Kitty and Lockheed reunite in Astonishing X-Men (vol. 3) #38. He has since joined her at the Jean Grey School for Higher Learning, teaching a class entitled "Knowing Your Alien Races, And How To Kill Them".

===Lockjaw and the Pet Avengers===
In the mini-series Lockjaw and the Pet Avengers, Lockheed teams up with Lockjaw, Redwing, Zabu, Niels (Speedball's cat, who possesses similar powers to him), a frog Thor, and Ms. Lion (May Parker's dog) on a quest for the Infinity Gems. He expresses great grief over the loss of Kitty and his estrangement from his homeworld. In another instance, he expresses feelings of guilt over acting as a mole for S.W.O.R.D, stating that he had already "betrayed too many friends and allies in the past". Lockheed is given the Time Gem during this adventure.

===X-Men Gold===
Lockheed attends Kitty's wedding rehearsal dinner, bringing along his dragon family.

==Powers and abilities==
Lockheed looks like a small European dragon about the size of a cat. He has purple skin, sharp claws and teeth, two small, curved horns protruding from the back of his head, and wings that enable him to fly.

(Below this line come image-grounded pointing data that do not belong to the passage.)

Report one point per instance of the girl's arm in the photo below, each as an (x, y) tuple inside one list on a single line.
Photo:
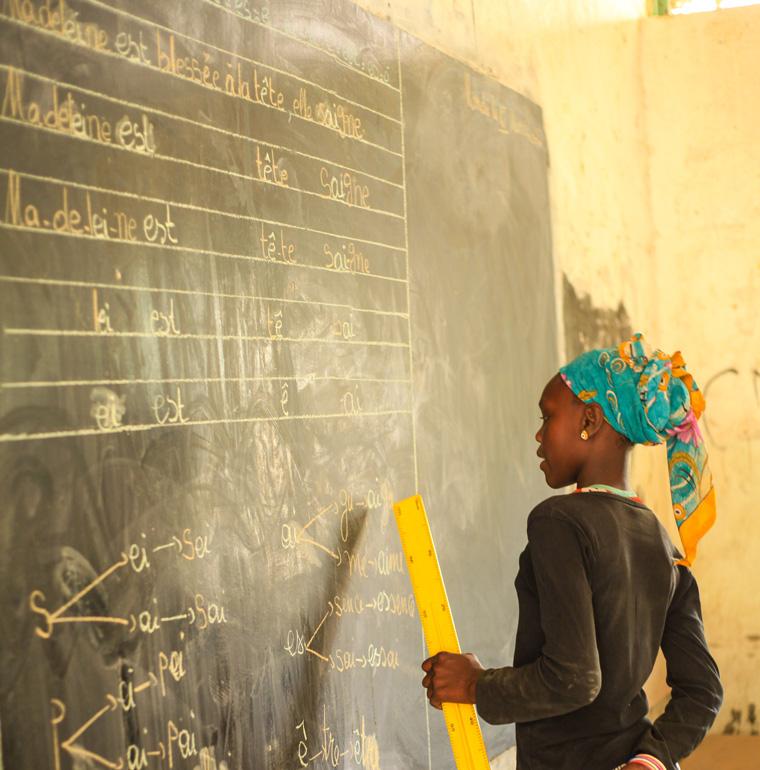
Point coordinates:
[(692, 675), (567, 675)]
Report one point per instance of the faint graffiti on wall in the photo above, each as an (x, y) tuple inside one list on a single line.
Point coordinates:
[(742, 722), (732, 395)]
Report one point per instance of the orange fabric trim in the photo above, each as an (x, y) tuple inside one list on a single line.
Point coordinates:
[(696, 526)]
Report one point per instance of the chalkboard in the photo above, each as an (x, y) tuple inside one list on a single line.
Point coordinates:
[(264, 268)]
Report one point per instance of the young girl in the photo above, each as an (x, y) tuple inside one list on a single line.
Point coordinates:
[(600, 586)]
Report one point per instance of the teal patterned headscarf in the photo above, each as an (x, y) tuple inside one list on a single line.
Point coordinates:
[(650, 398)]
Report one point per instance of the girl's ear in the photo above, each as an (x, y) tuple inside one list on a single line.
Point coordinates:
[(593, 418)]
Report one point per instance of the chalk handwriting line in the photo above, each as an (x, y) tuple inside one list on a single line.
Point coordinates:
[(192, 293), (12, 331), (204, 210), (331, 507), (141, 427), (242, 57), (203, 167), (191, 381), (183, 119), (152, 68), (68, 746), (301, 539), (122, 562), (303, 41), (316, 631), (208, 252)]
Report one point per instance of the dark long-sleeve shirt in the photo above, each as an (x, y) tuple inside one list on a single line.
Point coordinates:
[(598, 595)]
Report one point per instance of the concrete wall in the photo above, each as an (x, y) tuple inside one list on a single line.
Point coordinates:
[(655, 185), (702, 110)]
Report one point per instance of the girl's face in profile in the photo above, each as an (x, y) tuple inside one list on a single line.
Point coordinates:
[(561, 448)]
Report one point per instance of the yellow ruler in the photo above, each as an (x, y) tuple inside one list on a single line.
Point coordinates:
[(438, 625)]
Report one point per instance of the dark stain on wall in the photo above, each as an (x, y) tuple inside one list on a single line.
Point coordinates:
[(588, 327)]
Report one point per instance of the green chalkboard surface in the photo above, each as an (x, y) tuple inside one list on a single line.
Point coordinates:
[(264, 268)]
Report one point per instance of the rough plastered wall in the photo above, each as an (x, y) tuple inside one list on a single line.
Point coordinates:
[(703, 113), (655, 182)]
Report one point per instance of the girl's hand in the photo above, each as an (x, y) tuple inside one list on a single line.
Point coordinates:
[(451, 678)]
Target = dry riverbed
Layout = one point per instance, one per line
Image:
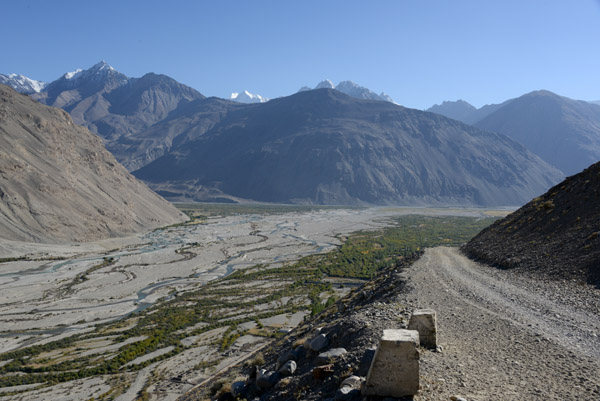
(92, 299)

He can breathe extremely intense fire and is a surprisingly formidable combatant for his size, having once destroyed a nest of Sidri hatchlings and at another time bested a fully armored medieval knight-in-training. The Brood that he confronted upon his first appearance were terrified and immediately fled upon seeing him. His brain is immune to telepathic probing by telepaths such as Professor X. He is empathic, able to understand human speech, and although he rarely does so is able to speak English as well.

==Reception==
- In 2014, Entertainment Weekly ranked Lockheed 68th in their "Let's rank every X-Man ever" list.
- In 2021, CBR.com ranked Lockheed 3rd in their "10 Smartest Marvel Sidekicks" list.
- In 2022, Newsarama ranked Lockheed 9th in their "Best superhero sidekicks of all time" list.

==Character evolution==
Lockheed's appearance and character, as depicted by the various artists who illustrated him and writer Chris Claremont, evolved from the time of his first appearance to his later appearances in Excalibur. When he first appeared as drawn by Paul Smith, he was largely quadrupedal, with red eyes, a triangular head, and dog-like intelligence. In Excalibur, as drawn by Alan Davis, he possesses a more anthropomorphic design with an oblong head, black eyes, and a longer jaw.

Lockheed is capable of speech, but initially did not display the ability to do so. Additionally, only Kitty Pryde and some others can understand him.

==Other versions==
===Earth-1289===
An alternate universe version of Lockheed from Earth-1289 appears in Excalibur.

===Mutant X===
An alternate universe version of Lockheed from Earth-1298 appears in Mutant X. This version is a member of the Starjammers.

===Secret Wars===
Lock, a Chinese dragon-inspired version of Lockheed from Earth-13116, appears in Secret Wars.

===X-Babies===
Locksteed, a character based on Lockheed from Earth-71912, appears in X-Babies.

==In other media==
===Television===
- Lockheed appears in X-Men: Pryde of the X-Men, voiced by Frank Welker. This version is initially an inhabitant of Asteroid M before escaping with the X-Men.
- Lockheed appears in The Super Hero Squad Show episode "Mysterious Mayhem at Mutant High!".
- Lockheed is teased in X-Men: Evolution as a stuffed toy in Kitty Pride's room.

===Film===
Lockheed appears in The New Mutants. This version is a companion to Illyana Rasputin / Magik who resides in Limbo until he is summoned to aid her. Illyana also has a puppet of Lockheed in her possession.

===Video games===
- Lockheed appears as an assist character in Marvel: Avengers Alliance.
- Lockheed appears as an unlockable assist character in Marvel Puzzle Quest.
- Lockheed appears as an unlockable upgrade for Shadowcat in Uncanny X-Men: The Days of Future Past.
- Lockheed appears as a non-playable character in Marvel Heroes.
- Lockheed appears in Marvel Strike Force.
- Lockheed appears as a background map object on the Krakoa Map of Marvel Rivals.

===Novels===
Lockheed appears in the novelization for X-Men: The Last Stand.

===Tabletop Games===
Lockheed appears alongside Kity Pryde/Shadowcat in Marvel Crisis Protocol.